>The End, and the Beginning

>Today was the last day of school, and at the end of the day the students had a rapid release fire drill in which they had to exit the building and go directly to the buses or whatever form of transportation was taking them home.  In the front of the building there were hugs and a few tears, then they were gone, just like that.  It’s hard to believe that it is all over, and that the next time I step into a classroom in front of students, it will just be me.  My mentor teacher got me a really nice teacher planner, but I’m trying not to let myself think too far ahead.  For now, I am just treasuring moments like this one, from today.

Last week, Titus verbally confronted another student in class over something the other kid had said about Titus’ family.  Titus has always been quiet and well-behaved in class, so I knew that something must have actually happened.  When I talked to him later, being sure to commend the self-control he did choose to exercise, Titus told me how much he missed seeing his extended family, and that one cousin had contracted hepatitis C from using a dirty needle and another had a dangerous pregnancy.  The strain of worrying about his relatives finally got to him on Tuesday, though, when he got in a fight with another student at lunch.  I happened to catch him being escorted to the office by our guidance counselor, and he told me that he was being sent home for the rest of the school year.  I told him how sorry I was to see him go and wished him the best.  Inside, though, I was more than sorry–I was pretty much crushed…Titus had inexplicably nestled a little deeper in my heart than most of his classmates.  After school let out today, I was saying goodbye to students in front of the school when I felt a tap on my shoulder.  I turned around, and there was Titus!  “I came back to get my Epi-pen,” he said before I wrapped him in a bear hug.  I told him again how glad I was to see him and wished him well, and then he too, was gone.

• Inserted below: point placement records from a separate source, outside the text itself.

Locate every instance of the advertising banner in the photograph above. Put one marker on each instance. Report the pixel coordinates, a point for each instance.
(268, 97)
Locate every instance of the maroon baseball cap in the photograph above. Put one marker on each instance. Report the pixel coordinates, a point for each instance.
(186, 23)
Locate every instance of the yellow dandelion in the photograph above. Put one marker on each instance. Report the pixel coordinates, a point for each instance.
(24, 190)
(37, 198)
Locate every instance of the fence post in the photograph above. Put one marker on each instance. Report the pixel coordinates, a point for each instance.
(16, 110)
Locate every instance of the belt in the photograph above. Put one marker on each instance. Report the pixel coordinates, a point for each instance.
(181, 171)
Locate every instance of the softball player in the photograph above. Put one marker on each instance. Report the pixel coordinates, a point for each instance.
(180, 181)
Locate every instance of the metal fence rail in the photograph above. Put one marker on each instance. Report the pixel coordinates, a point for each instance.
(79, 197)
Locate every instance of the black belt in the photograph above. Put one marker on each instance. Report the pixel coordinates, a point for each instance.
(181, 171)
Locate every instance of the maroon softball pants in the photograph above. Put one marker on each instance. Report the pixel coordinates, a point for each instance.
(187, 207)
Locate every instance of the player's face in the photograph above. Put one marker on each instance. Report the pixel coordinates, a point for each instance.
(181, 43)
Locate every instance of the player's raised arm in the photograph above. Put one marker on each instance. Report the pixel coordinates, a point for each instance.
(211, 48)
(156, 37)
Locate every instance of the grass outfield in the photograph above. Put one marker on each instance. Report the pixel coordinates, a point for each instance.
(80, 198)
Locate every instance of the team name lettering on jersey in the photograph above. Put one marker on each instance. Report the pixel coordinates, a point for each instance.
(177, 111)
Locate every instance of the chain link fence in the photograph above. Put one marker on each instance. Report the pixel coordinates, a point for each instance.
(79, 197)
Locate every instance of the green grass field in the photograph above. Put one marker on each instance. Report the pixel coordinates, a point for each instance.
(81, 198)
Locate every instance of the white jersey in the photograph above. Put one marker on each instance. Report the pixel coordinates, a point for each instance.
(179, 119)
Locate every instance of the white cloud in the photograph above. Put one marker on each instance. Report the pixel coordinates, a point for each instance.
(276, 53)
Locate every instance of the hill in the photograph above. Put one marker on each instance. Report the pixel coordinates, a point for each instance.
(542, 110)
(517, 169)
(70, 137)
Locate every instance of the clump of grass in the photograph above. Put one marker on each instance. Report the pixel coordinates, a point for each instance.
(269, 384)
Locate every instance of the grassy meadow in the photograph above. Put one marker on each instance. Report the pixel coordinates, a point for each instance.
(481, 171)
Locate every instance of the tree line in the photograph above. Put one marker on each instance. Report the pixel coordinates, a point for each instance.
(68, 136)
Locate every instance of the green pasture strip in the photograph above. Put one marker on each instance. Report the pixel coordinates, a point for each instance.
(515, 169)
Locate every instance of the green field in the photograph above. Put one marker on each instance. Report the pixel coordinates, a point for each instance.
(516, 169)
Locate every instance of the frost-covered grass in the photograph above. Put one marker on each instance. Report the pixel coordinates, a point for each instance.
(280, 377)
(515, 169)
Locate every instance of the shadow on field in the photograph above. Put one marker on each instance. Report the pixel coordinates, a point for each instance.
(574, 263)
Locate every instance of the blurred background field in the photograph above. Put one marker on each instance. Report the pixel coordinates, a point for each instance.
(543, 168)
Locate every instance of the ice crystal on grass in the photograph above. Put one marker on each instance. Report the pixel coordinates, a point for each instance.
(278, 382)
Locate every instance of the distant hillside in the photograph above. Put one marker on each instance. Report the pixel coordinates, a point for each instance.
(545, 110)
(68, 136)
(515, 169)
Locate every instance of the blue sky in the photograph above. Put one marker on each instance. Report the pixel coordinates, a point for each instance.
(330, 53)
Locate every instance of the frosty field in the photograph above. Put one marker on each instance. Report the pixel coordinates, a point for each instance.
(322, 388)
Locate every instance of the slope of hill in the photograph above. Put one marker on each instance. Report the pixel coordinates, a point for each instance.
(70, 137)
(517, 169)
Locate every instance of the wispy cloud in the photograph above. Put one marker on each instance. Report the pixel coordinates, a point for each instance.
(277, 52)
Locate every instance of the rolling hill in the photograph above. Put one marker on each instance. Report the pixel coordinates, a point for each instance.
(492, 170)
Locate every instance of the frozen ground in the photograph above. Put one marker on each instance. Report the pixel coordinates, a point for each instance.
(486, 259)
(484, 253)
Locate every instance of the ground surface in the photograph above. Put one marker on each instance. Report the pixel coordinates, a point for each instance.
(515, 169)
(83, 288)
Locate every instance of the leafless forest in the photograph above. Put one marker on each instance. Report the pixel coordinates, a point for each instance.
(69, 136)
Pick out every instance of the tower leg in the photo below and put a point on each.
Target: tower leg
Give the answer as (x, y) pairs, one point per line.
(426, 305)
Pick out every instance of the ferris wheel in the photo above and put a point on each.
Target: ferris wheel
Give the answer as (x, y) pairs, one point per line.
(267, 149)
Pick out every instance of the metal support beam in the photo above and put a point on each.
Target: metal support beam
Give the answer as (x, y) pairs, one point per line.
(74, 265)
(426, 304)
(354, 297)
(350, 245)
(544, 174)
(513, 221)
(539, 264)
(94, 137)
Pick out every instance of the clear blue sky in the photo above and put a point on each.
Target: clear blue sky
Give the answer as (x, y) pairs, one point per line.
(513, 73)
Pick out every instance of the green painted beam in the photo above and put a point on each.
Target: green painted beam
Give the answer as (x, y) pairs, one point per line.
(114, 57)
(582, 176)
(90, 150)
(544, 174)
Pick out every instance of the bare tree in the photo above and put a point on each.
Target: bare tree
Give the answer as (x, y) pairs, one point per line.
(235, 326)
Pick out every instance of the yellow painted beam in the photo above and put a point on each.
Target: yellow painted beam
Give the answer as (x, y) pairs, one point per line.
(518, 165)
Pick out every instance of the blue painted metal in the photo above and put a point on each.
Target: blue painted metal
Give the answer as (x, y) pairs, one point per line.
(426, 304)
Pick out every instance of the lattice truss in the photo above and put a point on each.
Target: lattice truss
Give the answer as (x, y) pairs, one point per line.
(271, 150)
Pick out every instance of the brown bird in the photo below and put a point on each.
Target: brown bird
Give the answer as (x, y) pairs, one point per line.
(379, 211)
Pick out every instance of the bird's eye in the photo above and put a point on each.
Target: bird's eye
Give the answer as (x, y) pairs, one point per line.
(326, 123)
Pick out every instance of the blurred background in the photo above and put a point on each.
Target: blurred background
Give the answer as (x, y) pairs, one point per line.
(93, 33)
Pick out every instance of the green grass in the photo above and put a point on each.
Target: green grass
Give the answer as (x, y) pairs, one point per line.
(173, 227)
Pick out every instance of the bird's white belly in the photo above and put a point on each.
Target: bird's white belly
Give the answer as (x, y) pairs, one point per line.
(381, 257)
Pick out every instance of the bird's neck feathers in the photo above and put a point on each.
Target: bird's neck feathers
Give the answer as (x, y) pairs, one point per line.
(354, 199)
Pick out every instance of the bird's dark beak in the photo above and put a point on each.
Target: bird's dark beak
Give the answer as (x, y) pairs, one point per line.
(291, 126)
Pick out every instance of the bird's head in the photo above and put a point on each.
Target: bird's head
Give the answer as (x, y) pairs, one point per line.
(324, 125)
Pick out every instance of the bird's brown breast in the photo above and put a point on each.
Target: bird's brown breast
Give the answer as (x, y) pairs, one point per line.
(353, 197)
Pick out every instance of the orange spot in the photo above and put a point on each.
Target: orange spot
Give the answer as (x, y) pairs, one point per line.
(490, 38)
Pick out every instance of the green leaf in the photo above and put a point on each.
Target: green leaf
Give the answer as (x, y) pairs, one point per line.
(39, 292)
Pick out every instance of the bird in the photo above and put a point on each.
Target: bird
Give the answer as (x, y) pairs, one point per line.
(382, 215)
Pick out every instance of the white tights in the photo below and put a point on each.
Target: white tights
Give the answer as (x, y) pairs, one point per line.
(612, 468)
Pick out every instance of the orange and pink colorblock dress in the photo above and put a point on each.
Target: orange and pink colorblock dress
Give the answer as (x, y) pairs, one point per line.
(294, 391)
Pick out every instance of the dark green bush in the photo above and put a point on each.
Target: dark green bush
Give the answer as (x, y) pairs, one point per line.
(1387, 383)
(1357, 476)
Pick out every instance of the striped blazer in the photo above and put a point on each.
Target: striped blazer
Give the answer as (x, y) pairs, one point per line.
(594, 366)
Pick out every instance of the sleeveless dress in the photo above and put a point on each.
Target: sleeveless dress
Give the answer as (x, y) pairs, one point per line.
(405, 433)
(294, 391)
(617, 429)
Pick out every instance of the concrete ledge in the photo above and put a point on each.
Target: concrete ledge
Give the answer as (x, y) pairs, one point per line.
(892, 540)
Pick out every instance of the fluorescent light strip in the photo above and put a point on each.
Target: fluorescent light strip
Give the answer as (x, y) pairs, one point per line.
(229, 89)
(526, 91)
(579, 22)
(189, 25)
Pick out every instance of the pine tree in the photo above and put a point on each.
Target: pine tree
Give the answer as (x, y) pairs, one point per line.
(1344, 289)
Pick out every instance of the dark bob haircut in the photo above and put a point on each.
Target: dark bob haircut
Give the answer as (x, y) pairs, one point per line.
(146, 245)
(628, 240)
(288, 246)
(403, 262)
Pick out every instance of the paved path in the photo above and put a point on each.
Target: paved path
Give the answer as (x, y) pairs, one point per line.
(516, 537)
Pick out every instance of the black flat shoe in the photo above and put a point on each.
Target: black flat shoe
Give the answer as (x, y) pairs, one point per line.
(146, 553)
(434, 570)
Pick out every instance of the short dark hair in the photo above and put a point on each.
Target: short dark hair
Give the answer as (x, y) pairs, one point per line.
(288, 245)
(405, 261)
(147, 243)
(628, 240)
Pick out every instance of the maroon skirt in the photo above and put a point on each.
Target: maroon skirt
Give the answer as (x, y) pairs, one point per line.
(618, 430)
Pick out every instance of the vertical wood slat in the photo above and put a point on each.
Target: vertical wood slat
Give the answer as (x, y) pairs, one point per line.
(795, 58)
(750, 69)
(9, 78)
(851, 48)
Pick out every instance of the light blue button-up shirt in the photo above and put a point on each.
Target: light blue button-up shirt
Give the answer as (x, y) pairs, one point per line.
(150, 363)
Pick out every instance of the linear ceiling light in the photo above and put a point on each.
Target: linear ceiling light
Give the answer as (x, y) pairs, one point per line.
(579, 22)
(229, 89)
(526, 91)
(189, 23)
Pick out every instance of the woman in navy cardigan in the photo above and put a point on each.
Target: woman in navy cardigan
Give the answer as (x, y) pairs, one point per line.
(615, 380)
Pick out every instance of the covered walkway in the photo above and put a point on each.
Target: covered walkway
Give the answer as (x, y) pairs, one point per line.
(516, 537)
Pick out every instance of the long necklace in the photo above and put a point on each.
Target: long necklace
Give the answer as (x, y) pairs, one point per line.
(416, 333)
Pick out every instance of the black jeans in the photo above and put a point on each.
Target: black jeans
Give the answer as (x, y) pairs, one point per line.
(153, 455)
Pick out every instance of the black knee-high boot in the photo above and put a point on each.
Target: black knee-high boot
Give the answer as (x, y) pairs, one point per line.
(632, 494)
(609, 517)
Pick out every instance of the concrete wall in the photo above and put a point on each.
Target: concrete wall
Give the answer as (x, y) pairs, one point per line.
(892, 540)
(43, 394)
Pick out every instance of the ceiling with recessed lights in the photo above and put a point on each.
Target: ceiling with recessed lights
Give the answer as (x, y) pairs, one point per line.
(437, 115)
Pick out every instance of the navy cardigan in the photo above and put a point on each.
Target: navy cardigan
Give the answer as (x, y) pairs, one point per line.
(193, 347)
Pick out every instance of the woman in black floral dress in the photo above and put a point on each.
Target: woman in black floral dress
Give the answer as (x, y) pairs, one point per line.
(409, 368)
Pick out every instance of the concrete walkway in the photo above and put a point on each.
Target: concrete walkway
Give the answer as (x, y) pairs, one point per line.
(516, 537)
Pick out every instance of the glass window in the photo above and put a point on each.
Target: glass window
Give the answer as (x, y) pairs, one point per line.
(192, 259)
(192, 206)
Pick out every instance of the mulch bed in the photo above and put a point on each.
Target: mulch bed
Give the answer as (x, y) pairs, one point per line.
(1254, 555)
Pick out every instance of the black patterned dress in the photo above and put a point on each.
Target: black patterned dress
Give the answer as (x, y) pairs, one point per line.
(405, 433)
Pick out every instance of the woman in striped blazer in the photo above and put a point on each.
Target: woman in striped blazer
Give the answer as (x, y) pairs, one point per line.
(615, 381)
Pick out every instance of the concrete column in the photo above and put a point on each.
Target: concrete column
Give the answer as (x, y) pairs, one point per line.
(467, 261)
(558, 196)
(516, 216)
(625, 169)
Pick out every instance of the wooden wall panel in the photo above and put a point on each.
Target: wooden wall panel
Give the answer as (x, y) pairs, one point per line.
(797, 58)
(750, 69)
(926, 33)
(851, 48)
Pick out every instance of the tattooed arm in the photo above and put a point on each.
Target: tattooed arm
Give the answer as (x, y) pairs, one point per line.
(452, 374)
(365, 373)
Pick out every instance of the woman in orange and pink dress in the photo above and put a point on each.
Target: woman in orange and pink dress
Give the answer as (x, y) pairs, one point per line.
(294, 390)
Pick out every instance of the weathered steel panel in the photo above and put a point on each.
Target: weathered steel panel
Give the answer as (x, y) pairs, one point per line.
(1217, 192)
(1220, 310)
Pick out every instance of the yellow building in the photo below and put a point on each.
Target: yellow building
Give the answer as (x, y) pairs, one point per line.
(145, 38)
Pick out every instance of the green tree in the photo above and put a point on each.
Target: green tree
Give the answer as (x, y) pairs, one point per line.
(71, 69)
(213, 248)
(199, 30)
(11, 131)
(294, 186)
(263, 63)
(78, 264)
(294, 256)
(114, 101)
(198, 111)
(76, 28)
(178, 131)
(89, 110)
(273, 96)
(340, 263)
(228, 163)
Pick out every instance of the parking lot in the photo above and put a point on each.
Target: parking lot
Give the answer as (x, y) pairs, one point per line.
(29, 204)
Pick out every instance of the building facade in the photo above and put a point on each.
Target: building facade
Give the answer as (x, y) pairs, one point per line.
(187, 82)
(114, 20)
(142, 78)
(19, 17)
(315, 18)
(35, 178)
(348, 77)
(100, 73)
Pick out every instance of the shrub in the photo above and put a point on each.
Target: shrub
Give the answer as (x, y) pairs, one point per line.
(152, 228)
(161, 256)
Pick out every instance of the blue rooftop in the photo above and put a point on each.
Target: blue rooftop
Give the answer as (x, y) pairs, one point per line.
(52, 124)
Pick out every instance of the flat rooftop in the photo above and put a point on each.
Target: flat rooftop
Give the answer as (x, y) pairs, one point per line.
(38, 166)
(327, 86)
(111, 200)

I’ve been having separation anxiety since last week, and I’ve often wondered whether I was wise to choose a profession where the forever-goodbye is a frequent occurrence.  While it is no doubt going to be difficult, I also realize that as often as I say goodbye, I also get to say hello, and the relationship that grows between hello and goodbye is what makes it all worthwhile.  Goodbye wouldn’t hurt if the relationship weren’t meaningful, and I guess that the strict finiteness of the relationship makes it all the more precious.  To turn the words of Maia Sharp around, “I’m suddenly seeing that every ending means something else is beginning.”  My students will be high schoolers, and I will be a real teacher…all in good time, of course.